Crosslinked polyethylene offer better mechanical and thermal properties

- Feb 21, 2019-

Material modification is needed in order to obtain better material properties as required in the plastics industry. One of many ways of how to modify polymers is beta radiation crosslinking. In most cases, crosslinked polymers offer better mechanical and thermal properties. The beta radiation sources for the industrial crosslinking of polymers are electron beam accelerators, which allow one to obtain high-radiation doses in a short time. Ionizing radiation (electron beam radiation) can change the macroscopic properties and the molecular structure of polymeric materials. Thermoplastic materials demonstrate better resistance to temperature-induced deformation or flow, and do not melt after the creation of crosslinking bonds. After crosslinking, the impact resistance, chemical resistance, toughness, and thermal stability are all improved. This study focuses on the electron beam crosslinking of various types of polymers. Herein, the individual polymers are described, as are the studies already carried out on their crosslinking by electron beam radiation.

The first polymer used in our study is polyethylene. Polyethylenes are commodity polymers, which account for more than 70% of total plastics consumption, and are low-cost, easily processable, and available. Typical applications of these polymers include packaging, household items, net ropes, medical applications, fishing rods, water pipes, etc. There are many types of polyethylenes, including linear low-density polyethylene, low-density polyethylene, ethyl vinyl acetate copolymer, polyolefin elastomer, high-density polyethylene, and many others. After the addition of crosslinks in low-density polyethylene (LDPE), the material displays ductile plastic behavior below its melting range. After the melting of all crystallites, the behavior of LDPE becomes elastomeric. Crosslinked LDPEs (XLDPEs) have found to have a wide range of applications in the production field—Films, sheets, and foams. Nowadays, LDPE has, in most cases, been replaced by XLDPE. The heat deformation behavior of XLDPE is superior in comparison to LDPE. The crosslinking of LDPE can be initiated by using peroxide, introducing silane groups into polyethylene, or by radiation; e.g., electron beam or gamma ray radiation .

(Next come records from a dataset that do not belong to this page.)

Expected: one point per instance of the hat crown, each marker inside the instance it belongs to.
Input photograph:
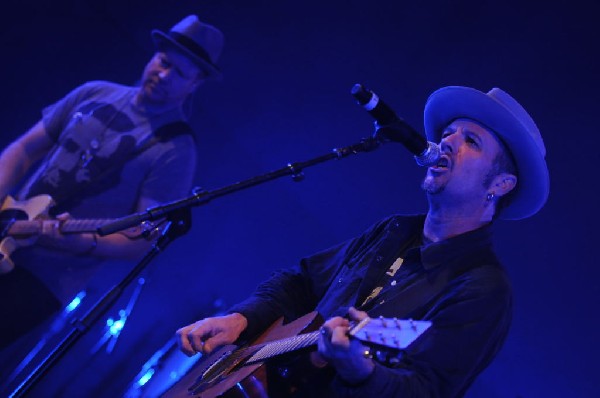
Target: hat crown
(201, 42)
(203, 35)
(511, 123)
(520, 114)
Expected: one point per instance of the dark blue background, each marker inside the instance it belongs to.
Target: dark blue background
(288, 70)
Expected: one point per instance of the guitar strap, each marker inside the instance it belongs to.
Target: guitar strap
(161, 134)
(418, 295)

High-density polyethylene (HDPE), was used as a second commodity polymer, it is a semi-crystalline thermoplastic material belonging to the polyolefin family. Mehrjerdi et al. studied HDPE, containing 2.5 wt % of carbon black (CB), and talc—Fully blended by the supplier. They realized that CB proved to be an effective additive for the improvement of thermal stability, while it had a poor influence on mechanical properties, especially on impact resistance. In the case of the influence of talc on material properties, the thermal diffusivity and conductivity, and the specific density and the toughness perpendicular to the direction of flow, were improved, while the specific heat capacity of the composites decreased. Another investigation concentrated on HDPE, which focused on critical considerations for the accelerated ageing of high-density polyethylene potable water materials; this was the first investigation to demonstrate water sorption and desorption by HDPE resin and HDPE potable water pipes. The scientists they determined the recommended water quality conditions for the accelerated ageing of polyethylene materials, which they then inserted into tables.